Hydrogenious Technologies GmbH, Erlangen

Geschäftsführer: Dr. Daniel Teichmann (Foto: Kurt Fuchs/IHK)

Preisträger: Dr. Daniel Teichmann

Wasserstoff chemisch binden und dadurch dessen Transport und Lagerung vereinfachen: Dazu trägt die Hydrogenious Technologies GmbH in Erlangen bei, die 2013 von Dr. Daniel Teichmann als „Spin-off“ der Universität Erlangen-Nürnberg gegründet wurde.

Geschäftsfuehrer Dr. Daniel Teichmann demonstriert die einfache Speicherung von Wasserstoff in einem fluessigen Traegermaterial. Im Hintergrund wird eine Anlage aufgebaut, die ein Kunde aus den USA bestellt hat. (Foto: Kurt Fuchs/IHK)

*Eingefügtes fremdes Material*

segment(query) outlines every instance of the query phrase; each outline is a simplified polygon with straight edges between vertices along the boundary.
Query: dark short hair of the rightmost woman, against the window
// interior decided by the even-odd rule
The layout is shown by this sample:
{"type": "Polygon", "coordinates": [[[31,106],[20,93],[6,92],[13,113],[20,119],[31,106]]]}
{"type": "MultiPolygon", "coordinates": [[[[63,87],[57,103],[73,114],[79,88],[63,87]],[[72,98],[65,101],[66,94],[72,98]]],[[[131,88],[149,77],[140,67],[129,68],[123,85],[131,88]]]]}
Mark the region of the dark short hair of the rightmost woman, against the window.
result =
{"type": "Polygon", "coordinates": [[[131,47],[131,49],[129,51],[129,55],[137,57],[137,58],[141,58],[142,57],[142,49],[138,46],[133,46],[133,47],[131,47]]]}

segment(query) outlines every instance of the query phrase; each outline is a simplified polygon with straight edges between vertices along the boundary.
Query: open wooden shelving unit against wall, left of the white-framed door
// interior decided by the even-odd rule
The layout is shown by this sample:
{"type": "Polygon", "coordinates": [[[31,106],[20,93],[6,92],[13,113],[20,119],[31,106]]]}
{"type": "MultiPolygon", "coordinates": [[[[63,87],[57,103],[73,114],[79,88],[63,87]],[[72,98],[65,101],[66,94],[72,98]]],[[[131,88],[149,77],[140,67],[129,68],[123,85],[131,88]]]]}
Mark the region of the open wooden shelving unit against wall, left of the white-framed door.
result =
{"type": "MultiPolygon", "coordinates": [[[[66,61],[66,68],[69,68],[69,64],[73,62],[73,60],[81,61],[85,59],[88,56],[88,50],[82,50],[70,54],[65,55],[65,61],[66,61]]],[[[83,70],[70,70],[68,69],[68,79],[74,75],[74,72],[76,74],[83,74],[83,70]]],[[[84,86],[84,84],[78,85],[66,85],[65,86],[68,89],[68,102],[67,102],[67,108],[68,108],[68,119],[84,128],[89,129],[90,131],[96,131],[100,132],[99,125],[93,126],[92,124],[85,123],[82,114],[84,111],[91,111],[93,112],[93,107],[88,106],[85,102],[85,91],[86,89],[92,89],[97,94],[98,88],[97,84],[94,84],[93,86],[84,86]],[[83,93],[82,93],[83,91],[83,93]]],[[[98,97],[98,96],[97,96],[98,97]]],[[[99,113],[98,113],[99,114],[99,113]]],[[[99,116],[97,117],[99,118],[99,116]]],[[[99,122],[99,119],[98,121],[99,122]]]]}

Das Problem war bisher, dass der „explosive“ molekulare Wasserstoff aufwändig zu speichern und zu transportieren ist. Sehr hoher Druck oder aber extrem niedrige Temperaturen sind nötig, um eine ausreichende Speicherdichte zu gewährleisten. Hier schafft die Technologie „Liquid Organic Hydrogen Carrier“ (LOHC) Abhilfe, denn der Wasserstoff wird in einem Öl auf Toluol-Basis gespeichert. Die daraus entstehende Flüssigkeit ist ungiftig, schwer entflammbar und nicht explosiv – und damit auch kein Gefahrgut.

Der Wasserstoff ist in der Trägersubstanz vollständig gebunden und kann nur in den von Hydrogenious Technologies entwickelten Anlagen mit chemischen Prozessen und einem Katalysator wieder freigesetzt werden. Das Gas wird – z. B. in Wasserstoff-Tankstellen – als LOHC gespeichert und erst dann freigesetzt, wenn es benötigt wird. Der Tankvorgang dauert gerade einmal zwei Minuten. Bei einem Verbrauch von knapp einem Kilogramm H2 auf 100 Kilometer schätzt Teichmann die Reichweite der Autos auf rund 600 Kilometer. Auch für den Transport hat LOHC Vorteile: Heute kann ein spezieller Hochdruck-Lkw rund 300 Kilogramm Wasserstoff laden, mit der Hydrogenious-Technik sind 1 500 Kilogramm in einem herkömmlichen Tanklastwagen möglich.

Mitarbeiter der Hydrogenious Technologies GmbH arbeiten an einer Testanlage für die Speicherung von Wasserstoff. (Foto: Kurt Fuchs/IHK)

Die Hydrogenious Technologies GmbH, an der seit 2014 die Universität als Minderheitsgesellschafterin sowie der Bergbaukonzern Anglo American Platinum als Investor beteiligt sind, hat bereits Anlagen an eine Wasserstofflogistik-Firma in die USA verkauft und damit demonstriert, dass LOHC auch außerhalb des Labors funktioniert. Teichmann, der bei einem Automobilhersteller und an der Universität Erlangen-Nürnberg schon viele Jahre an der Wasserstofftechnik geforscht hatte und mittlerweile 50 Mitarbeiter beschäftigt, hat auch bereits eine Reihe von Preisen gewonnen (z. B. Bayerischer Gründerpreis und Innovationspreis der Deutschen Wirtschaft). In den nächsten Jahren will er in der EU, den USA und China Fuß fassen und 2019 die Gewinnzone erreichen.

Die Produktion der Geräte erfolgt noch im eigenen Haus, soll aber zunehmend auch an Partnerfirmen ausgelagert werden. Derzeit entwickelt Hydrogenious neben den bestehenden Lösungen für Industrieanwendungen verstärkt mobile Anlagen zur Rückgewinnung des gebundenen Wasserstoffs, zunächst für Schiffe oder Lkw.

Nicht zuletzt soll die LOHC-Technologie einen Beitrag für eine „regenerative grüne Energiewelt“ leisten: In Erlangen kommt der Strom für die Elektrolyse, mit der der Wasserstoff erzeugt wird, aus der firmeneigenen Photovoltaikanlage.